Medicine is about treating the patient as a human being - to alleviate symptoms, to calm their worries, to address their concerns. It's about treating Paul, the man bearing the full brunt of life's storm. Not Paul, the patient with irregular bowel habits.

The patient's name was Paul (except it really wasn't, because of confidentiality reasons).

He comes into his GP consultation looking like he hasn't slept in days. I ask him what's wrong, and he points to his tummy. "It hurts, yea?" he says, and describes a three week history of irregular bowel habits and occasional vomiting. He hasn't been eating well on most days, partly because he can't afford it and partly because he doesn't have the appetite to. He doesn't smoke nor drink, is currently unemployed, and living in a council flat.

"Do you think I've got cancer, doc?" he asks. It's a common question we get, and I have to tread carefully. I make it clear that I'm just a medical student and don't really have any authority to make a clear diagnosis, but given that he's only 31 I tell him that bowel cancer is unlikely. He nods, but it doesn't seem to quite put him at ease.

"Do you have any other concerns?" I ask. It's a magical question that a) gets the patient to open up and b) fills in any uncomfortable silences that naturally occur during a medical-student led consultation.

He looks at me and says, "Where do I begin?"

You see, Paul's bowel habits aren't the things worrying him on this particular day, even though we've spent a majority of time talking about it. What worries him is the fact that everyday he feels like killing himself and doesn't really know what's stopping him. Everyday is a struggle to survive, to get out of bed, to feel any sense of self-worth. Everyday Paul does not feel like Paul; he feels like an empty shell that's been hollowed out many years ago. It all started out, he said, with his mother's suicide. You can tell it still bothers him because he subconsciously puts his hands over his eyes everytime he says suicide, as if he's trying to shield himself from the horror of the word. Since then his mental health has been in a death spiral, out of which he can't find any escape. Now he rarely leaves the house, and rarely eats. He is at risk of being homeless and penniless. "I don't know what I can do, doc," he says to me. And I didn't know what to do either. I'm not a counsellor, I'm not a friend, I'm not a doctor - I'm not even a very comforting person to talk to. I'm just a medical student.

I call in one of the senior GPs in the practice. His name was Dr Mirth (except it really wasn't, because of confidentiality reasons). He's always smiling and humming a tune, as if ready to burst into song at the turn of a phrase. He greets both of us with his usual cheer, and asks Paul to talk about what exactly is going wrong. Paul opens up to Dr Mirth as well, and the doctor listens carefully. "Sounds like there's a lot going on, isn't there? But let's talk about some of the positives you have. You've been homeless before, but at least now you've got some place to stay. You've stayed off alcohol and drugs, which is more than many of my patients can handle. And there's some positive steps we can take. I can give you a medical certificate to make sure you don't get kicked out of your flat. And we can try a round of antidepressants to lift your mood up a bit.

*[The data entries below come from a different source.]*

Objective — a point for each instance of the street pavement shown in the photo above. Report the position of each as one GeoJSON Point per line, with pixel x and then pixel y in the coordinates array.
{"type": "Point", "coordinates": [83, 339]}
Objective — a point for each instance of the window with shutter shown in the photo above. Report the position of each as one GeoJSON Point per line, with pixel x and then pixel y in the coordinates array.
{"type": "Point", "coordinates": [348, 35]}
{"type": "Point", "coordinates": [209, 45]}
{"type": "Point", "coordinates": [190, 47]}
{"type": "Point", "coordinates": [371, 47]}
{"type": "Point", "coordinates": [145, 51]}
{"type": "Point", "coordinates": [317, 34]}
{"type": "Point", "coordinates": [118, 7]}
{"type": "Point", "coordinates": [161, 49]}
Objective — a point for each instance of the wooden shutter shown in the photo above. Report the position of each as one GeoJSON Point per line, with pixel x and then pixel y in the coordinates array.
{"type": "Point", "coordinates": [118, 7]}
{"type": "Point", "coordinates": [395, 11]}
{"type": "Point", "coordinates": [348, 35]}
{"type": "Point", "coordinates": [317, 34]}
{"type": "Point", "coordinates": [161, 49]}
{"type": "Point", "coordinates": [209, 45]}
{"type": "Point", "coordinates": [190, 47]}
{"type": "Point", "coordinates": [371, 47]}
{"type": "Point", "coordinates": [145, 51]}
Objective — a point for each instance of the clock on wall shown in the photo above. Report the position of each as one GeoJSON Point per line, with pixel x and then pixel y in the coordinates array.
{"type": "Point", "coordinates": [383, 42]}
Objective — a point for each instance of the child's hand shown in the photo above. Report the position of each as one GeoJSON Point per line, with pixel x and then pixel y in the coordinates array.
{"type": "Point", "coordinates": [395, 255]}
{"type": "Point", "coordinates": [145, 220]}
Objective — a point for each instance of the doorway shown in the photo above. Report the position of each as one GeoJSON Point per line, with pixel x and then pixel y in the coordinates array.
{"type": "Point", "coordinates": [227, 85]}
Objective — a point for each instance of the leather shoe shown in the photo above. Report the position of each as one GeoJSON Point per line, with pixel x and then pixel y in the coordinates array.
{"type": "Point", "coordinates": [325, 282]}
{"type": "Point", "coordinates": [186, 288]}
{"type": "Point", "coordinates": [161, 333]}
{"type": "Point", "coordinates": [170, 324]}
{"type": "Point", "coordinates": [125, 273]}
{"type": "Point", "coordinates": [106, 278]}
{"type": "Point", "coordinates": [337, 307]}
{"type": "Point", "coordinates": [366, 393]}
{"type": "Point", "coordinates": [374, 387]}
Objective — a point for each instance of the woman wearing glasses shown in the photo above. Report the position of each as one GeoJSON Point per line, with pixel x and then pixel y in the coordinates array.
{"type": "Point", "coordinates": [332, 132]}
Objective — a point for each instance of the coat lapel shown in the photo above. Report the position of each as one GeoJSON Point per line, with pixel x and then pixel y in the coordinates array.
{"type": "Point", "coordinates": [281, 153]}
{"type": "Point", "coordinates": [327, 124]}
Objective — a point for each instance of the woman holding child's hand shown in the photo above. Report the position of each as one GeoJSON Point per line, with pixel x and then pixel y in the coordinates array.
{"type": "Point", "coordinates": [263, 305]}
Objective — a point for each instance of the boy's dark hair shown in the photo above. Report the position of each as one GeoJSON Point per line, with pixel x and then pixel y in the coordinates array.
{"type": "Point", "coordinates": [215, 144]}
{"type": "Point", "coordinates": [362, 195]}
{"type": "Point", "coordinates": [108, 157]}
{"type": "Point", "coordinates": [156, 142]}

But importantly Paul, you gotta focus on the positives and take things one step at a time. Call back into the GP and talk to me anytime you want if you need more help. How does that sound?"

Paul looks up at Dr Mirth, thinks for a couple of seconds, and nods. "Yea, that sounds like a plan."

It's not a long term fix. There's a lot more demons that will plague Paul. His depression and anxiety will not be cured with antidepressants; he needs further psychological help with it. He needs to find a job and become self sustaining. And he needs to start fighting the spiral that's dragging him down. But for now, Paul feels slightly better.

Paul thanks me for the consultation as he walks off following Dr Mirth to get his prescription, and I tell him that's it's been a pleasure.

Except it really wasn't.

I can't help but feel terrible for Paul. Life is throwing everything it has at him, and he's at breaking point. In a way, I feel guilty that medicine can't offer a magic switch to fix Paul's problems. But what would medicine be, if there was that switch? Medicine isn't like replacing a broken chain on a bike or replacing a faulty button on a keyboard. Medicine is about treating the patient as a human being - to alleviate symptoms, to calm their worries, to address their concerns. It's about treating Paul, the man bearing the full brunt of life's storm. Not Paul, the patient with irregular bowel habits.